Given a partial time-domain recording of a noise-corrupted chirp that asymptotically approaches a frequency, and the function that determines the non-linearity, how can I accurately estimate the final frequency it approaches?
Here's an example of what I'm talking about. A radio receiver hears noise until around sample x=5100, then the chirp starts at f=0, and quickly sweeps up to an unknown frequency, but then fades out around x=5500 to some annoying filter ringing caused by a hardware front-end band-pass filter.
Ideal solution will have the following characteristics:
- Accurately predict the final frequency
- Work over a range of final frequencies
- Be invariant to different starting frequencies
- Be invariant to different stopping frequencies
- Relatively quick to compute
Approaches Tried So Far:
Estimating instantaneous frequency using zero-crossing, then curve-fitting. It seems that noise and filter-ringing causes errors in the frequency calculation that make it very sensitive to slight changes in waveform shape. It works better but not well if the signal is resampled to a higher sample-rate first.

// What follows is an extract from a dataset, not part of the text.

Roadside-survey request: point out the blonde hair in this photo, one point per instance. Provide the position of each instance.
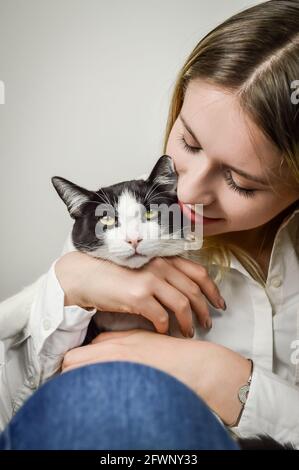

Estimating instantaneous frequency using autocorrelation, then curve-fitting using the strongest lags from autocorrelation Function. This works well given knowledge of the incoming frequency so that the autocorrelation window size can be picked ahead of time, but fails when the ACF window isn't wide enough to see the whole signal. If the ACF is too wide, it'll sometimes see a harmonic as the strongest lag.
Curve-fitting the raw signal. This tends not to converge if there's even a little error in the initial conditions, or noise in the signal.
FFT/STFT, then curve-fitting the bins. What I ran into here was that it seemed the bins were destroying the shape of the signal. I couldn't find a good size of bin that gave enough frequency-resolution and time-resolution.